Der Lehrer Andrusevičius von der Luokė-Mittelschule des Rayons Telšiai hat eine Liste von Methoden zur »Umerziehung« derjenigen Schüler, die in die Kirche gehen. Im Mai und Juni dieses Jahres wurden Valius Ambrožas (6. Klasse), Gintaras Jankauskas und Saulius Leščianskas (7. Klasse) und andere Schüler vom Schuldirektor Savickas, dem Redakteur der Telšiai Rayonszeitung Vaseris und zwei Vertretern des kommunistischen Parteikomitees des Rayons verhört. Danach mußten die Schüler zusammen mit ihren Eltern zum Sicherheitsbüro von Telšiai zum Verhör gehen. Die Milizbeamten erwiesen sich etwas humaner als die Lehrer und sowjetischen Beamten. Sie sagten, daß Kirchenbesuch kein Verbrechen sei und »sie schließlich keine Fensterscheiben zerschlagen hätten . . .« In der Mittelschule Nr. 1 in Plungė schlugen Schüler der 10. Klasse (aktive Mitglieder der Kommunistischen Jugend: Kačerginskas, Malakauskas und Šakinis) den Schüler Vitalijus Semenauskas zusammen, damit er keine Lust zu weiteren Kirchenbesuchen mehr habe. Seine Eltern beschwerten sich bei dem Schuldirektor, dem Erziehungskomitee und sogar bei der Staatsanwaltschaft. In seiner Antwort drohte der Schuldirektor, ihnen die elterliche Gewalt entziehen zu lassen! Während des Chorpraktikums an der Mittelschule in Telšiai am 15. Mai dieses Jahres nahm Egidijus Želvys aus der 7. Klasse das Pioniertuch ab, das man ihm gewaltsam umgebunden hatte. Er gehörte nicht zu den Pionieren. Die Lehrerin Pilipavičienė schlug dafür dem Schüler ins Gesicht, während die Lehrerin Petraitytė ihn mit Obszönitäten beschimpfte. Zur Strafe durfte der Schüler nicht weiter am Programm teilnehmen. Eine große Kindergruppe war Zeuge dieses Zwischenfalls.

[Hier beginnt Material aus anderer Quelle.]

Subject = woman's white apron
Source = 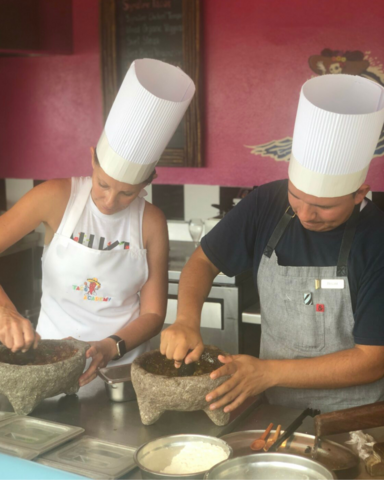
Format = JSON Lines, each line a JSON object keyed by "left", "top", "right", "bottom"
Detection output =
{"left": 37, "top": 177, "right": 149, "bottom": 365}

Sind das keine Tatsachen? Und doch berühren sie nur die Oberfläche! Bis heute wurde nicht eine einzige Person in Sowjet-Litauen für die Verfolgung eines Gläubigen bestraft. Wir verlangen, daß diejenigen, die die Humanität sowie die sowjetische Justiz verletzen, bestraft werden. Weiterhin weisen wir darauf hin, daß solche Übergriffe von Atheisten ständig zunehmen. Die meisten Vorfälle ereignen sich aufgrund der subjektiven Interpretation der Gesetze durch den Bevollmächtigten des Rates für religiöse Angelegenheiten, P. Anilionis. Bei Zusammentreffen mit Dekanen, Priestern und sowjetischen Beamten betont er immer wieder, daß das Gesetz es Kindern verbiete, sich aktiv an Kirchenchören, Prozessionen, heiligen Messen usw. zu beteiligen. Ein derartiger Erlaß steht jedoch in keinem Gesetz. Auf der anderen Seite veröffentlichte der frühere Bevollmächtigte des Rates für religiöse Angelegenheiten, Tumėnas, im Februar 1978 in allen Zeitungen des Rayons folgendes: »Jeder, der es will, kann religiöses Brauchtum ausüben.« Nicht nur teilnehmen, sondern ausführen! Er nannte keine Einschränkungen wie etwa Kinder oder Altersgrenzen. Auch die Verfassung erlaubt in Artikel 50 ohne jede Einschränkung die freie Entfaltung bei der Ausübung eines religiösen Kultes. Sie erlaubt also die Ausübung (das Singen, Prozessionen etc.) und nicht nur das passive Hinschauen.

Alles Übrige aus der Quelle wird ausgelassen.